How Scholarly Identifiers Are Defined

Introduction

This vignette explains how common scholarly identifiers are formally defined, what their structural components are, and what it means for them to be valid in a programmatic context.

When working with identifiers in R, it is essential to distinguish between:

The functions in scholid operate at the structural level.
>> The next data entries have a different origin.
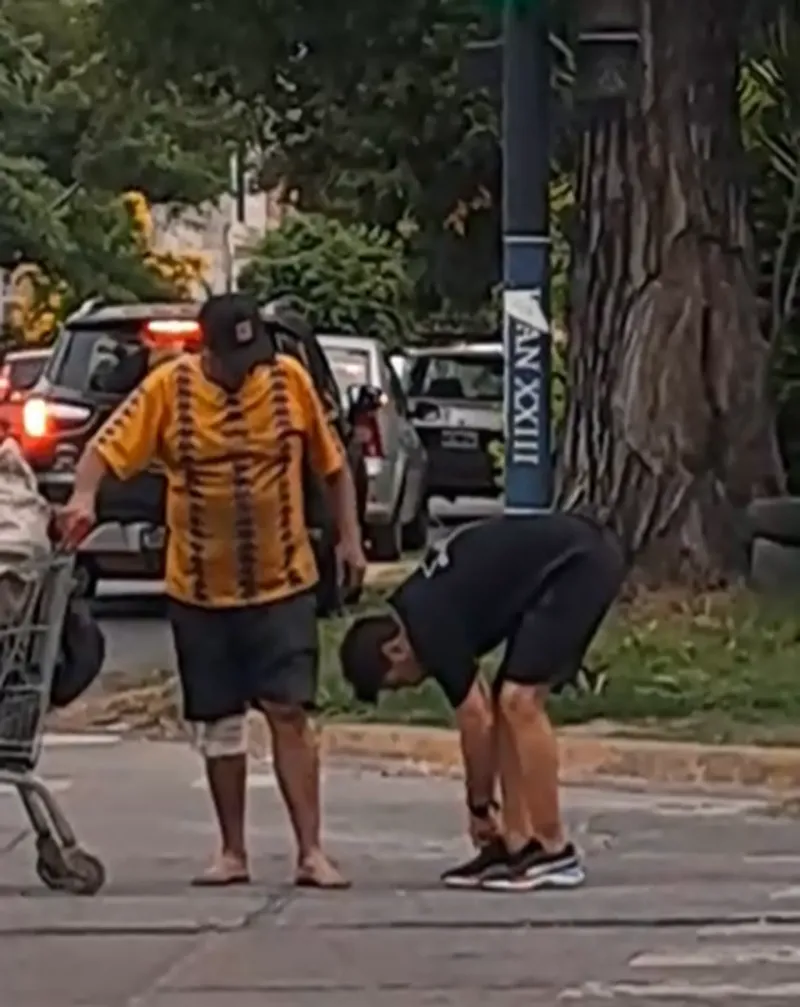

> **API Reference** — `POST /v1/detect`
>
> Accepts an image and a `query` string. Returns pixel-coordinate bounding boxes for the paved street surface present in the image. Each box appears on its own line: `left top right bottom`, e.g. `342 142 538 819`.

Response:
0 737 800 1007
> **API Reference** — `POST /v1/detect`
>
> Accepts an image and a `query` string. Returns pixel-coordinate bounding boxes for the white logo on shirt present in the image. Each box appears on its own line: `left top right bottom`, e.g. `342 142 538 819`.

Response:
420 541 450 578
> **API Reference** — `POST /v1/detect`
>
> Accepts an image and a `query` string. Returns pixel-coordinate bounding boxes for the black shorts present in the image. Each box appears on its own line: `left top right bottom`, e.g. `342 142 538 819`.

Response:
169 591 319 722
495 518 626 690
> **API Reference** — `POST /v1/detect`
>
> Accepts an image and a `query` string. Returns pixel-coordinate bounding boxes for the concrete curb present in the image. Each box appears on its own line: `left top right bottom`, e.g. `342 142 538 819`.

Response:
241 718 800 792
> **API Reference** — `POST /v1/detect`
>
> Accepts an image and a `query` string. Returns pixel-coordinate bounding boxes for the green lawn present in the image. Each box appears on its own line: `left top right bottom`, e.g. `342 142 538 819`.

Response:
312 593 800 744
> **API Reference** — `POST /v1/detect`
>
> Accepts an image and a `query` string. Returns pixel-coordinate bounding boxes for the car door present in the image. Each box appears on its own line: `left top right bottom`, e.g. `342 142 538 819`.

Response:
381 351 425 525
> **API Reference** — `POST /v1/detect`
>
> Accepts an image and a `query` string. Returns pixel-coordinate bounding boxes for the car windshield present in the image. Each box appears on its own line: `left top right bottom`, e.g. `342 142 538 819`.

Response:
323 345 370 396
47 322 193 395
408 353 503 404
6 355 47 392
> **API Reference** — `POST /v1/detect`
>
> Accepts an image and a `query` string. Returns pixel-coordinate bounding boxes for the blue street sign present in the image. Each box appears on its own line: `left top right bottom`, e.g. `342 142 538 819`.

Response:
503 4 552 514
503 236 552 514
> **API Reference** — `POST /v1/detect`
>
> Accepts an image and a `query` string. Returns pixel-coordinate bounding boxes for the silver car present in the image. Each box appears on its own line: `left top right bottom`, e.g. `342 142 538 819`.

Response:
406 341 504 500
318 335 428 561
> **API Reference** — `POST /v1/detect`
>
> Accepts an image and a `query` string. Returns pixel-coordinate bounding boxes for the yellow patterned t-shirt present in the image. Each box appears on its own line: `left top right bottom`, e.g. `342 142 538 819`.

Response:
92 353 343 608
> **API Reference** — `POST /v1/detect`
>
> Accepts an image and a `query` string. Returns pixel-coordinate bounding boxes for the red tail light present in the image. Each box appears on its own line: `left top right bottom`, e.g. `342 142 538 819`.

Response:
356 413 386 458
142 318 203 350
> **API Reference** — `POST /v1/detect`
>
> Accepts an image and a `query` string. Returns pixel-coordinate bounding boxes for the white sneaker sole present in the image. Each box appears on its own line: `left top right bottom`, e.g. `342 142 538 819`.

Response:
481 865 586 891
441 877 481 891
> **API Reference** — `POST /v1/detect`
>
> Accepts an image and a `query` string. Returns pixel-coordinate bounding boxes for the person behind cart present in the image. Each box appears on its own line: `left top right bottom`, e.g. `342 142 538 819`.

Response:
61 294 366 887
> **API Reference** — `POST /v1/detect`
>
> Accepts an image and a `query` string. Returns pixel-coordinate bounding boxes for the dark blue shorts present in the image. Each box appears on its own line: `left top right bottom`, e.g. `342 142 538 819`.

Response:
169 590 319 722
495 518 627 690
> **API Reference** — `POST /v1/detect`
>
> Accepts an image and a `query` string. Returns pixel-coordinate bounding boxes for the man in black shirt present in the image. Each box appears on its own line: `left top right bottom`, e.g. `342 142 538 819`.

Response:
341 514 626 891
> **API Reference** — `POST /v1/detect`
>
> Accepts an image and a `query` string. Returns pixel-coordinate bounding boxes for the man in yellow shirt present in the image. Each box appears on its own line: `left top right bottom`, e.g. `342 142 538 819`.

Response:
61 294 366 887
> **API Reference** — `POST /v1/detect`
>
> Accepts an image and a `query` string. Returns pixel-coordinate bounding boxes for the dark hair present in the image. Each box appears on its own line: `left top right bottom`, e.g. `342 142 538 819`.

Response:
339 614 400 703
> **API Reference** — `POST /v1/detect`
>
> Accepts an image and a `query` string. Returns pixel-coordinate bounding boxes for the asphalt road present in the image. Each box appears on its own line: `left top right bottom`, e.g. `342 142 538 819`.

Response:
0 736 800 1007
90 499 499 674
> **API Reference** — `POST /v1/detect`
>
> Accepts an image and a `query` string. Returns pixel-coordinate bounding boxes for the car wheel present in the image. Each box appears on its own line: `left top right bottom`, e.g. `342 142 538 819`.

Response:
369 518 403 563
750 539 800 597
403 493 430 550
748 496 800 547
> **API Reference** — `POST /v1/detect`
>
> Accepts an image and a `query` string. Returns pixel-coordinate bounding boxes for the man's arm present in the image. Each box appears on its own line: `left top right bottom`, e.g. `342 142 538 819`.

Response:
59 374 167 547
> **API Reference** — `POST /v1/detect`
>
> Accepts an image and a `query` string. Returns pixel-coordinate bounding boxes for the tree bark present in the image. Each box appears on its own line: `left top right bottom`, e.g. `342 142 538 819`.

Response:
559 0 783 584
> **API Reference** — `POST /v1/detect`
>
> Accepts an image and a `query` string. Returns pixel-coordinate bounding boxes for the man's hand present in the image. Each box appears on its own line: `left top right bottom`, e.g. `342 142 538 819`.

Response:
56 492 97 549
470 808 503 850
337 539 367 591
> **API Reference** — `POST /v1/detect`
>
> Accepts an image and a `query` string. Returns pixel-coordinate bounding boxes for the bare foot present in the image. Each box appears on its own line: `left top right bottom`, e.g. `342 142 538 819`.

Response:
191 853 250 888
294 852 350 889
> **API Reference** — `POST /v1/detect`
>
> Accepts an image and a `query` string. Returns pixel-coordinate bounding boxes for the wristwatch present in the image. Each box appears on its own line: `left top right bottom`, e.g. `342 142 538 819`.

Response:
466 801 500 821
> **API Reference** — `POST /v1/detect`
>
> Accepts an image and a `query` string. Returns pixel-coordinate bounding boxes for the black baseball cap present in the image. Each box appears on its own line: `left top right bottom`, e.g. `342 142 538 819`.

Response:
197 293 276 371
339 614 398 704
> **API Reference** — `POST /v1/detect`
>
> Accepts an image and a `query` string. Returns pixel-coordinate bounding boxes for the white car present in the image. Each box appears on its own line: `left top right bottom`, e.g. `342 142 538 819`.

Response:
318 334 428 562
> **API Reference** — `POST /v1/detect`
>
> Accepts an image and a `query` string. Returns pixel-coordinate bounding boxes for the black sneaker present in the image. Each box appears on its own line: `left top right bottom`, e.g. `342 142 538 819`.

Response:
441 841 508 888
481 840 586 891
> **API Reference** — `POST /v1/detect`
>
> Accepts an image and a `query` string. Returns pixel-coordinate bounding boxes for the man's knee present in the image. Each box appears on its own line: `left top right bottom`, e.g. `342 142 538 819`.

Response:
191 714 247 758
497 681 549 723
259 700 309 734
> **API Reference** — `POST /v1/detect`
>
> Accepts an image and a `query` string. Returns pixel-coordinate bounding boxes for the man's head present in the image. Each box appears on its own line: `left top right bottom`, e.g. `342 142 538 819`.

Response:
199 294 275 392
339 613 424 703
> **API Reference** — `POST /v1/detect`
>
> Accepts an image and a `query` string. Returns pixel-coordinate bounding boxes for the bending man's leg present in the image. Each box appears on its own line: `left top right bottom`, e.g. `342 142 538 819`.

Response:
498 682 565 853
494 691 535 853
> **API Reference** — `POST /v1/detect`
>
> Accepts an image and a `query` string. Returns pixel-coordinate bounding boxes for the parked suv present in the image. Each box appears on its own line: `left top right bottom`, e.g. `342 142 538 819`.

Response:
407 341 504 499
20 302 377 613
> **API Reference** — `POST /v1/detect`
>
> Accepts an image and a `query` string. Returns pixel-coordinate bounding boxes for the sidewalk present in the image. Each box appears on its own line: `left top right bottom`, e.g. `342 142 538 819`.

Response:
0 738 800 1007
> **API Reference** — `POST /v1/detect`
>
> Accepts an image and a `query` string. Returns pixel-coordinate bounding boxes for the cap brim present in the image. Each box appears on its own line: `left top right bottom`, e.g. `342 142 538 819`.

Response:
353 686 379 706
209 332 275 369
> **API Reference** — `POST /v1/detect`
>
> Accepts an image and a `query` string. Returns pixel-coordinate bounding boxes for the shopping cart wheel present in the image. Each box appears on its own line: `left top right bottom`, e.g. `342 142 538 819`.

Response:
36 836 106 895
63 847 106 895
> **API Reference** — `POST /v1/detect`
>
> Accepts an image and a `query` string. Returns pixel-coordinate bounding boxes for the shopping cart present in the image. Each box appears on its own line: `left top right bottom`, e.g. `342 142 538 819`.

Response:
0 553 106 895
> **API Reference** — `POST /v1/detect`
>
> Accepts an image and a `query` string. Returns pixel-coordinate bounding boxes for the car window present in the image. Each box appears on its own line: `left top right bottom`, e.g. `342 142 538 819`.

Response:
323 346 370 397
408 353 503 403
6 356 47 392
383 354 408 416
47 321 191 395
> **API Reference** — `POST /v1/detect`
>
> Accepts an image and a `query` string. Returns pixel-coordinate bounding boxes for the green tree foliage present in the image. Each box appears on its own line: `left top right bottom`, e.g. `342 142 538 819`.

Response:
96 0 500 312
0 0 233 306
239 213 412 343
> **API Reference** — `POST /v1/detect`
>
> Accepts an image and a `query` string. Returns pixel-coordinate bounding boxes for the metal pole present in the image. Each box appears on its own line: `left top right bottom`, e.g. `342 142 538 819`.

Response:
503 2 553 514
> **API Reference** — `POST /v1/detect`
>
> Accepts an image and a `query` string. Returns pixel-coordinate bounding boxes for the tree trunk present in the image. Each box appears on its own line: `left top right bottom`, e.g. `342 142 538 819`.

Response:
560 0 783 583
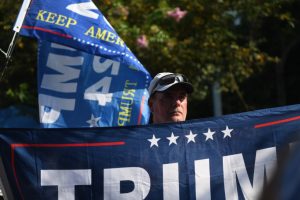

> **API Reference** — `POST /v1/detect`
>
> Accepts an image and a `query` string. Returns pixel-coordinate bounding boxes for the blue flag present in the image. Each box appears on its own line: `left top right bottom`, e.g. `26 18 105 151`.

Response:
20 0 151 128
38 41 150 128
0 105 300 200
20 0 147 73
The regexes shown below describe the structural form that an identifier must match.


DOI (Digital Object Identifier)

Governing body: International DOI Foundation
Standard: ISO 26324

Structure

A DOI has two parts:

prefix/suffix

Prefix

  • Always begins with 10.
  • Followed by a registrant code (4–9 digits)

Example:

10.1000
10.1038

Suffix

  • Assigned by the registrant
  • May contain almost any printable character
  • Has no globally fixed grammar
  • Case-sensitive in theory

Example:

10.1000/182
10.1038/s41586-020-2649-2

Important Properties

Structural Regex

A commonly accepted structural regex:

^10\.\d{4,9}/\S+$

This checks: - Prefix starts with 10. - 4–9 digits - A slash - Non-whitespace suffix


ORCID

Governing body: ORCID, Inc.
Standard basis: ISO 7064 (checksum algorithm)

Structure

An ORCID iD consists of 16 characters:

0000-0002-1825-0097

Components

  • 16 digits total
  • Grouped as 4-4-4-4
  • Final character is a checksum digit
  • Check digit may be X

Internally (without hyphens):

0000000218250097

Checksum

Uses ISO 7064 Mod 11-2 algorithm.
A structurally correct ORCID may still be invalid if the checksum does not match.

Structural Regex

Hyphenated form:

^\d{4}-\d{4}-\d{4}-\d{3}[\dX]$

Unhyphenated internal form:

^\d{15}[\dX]$

ISBN (International Standard Book Number)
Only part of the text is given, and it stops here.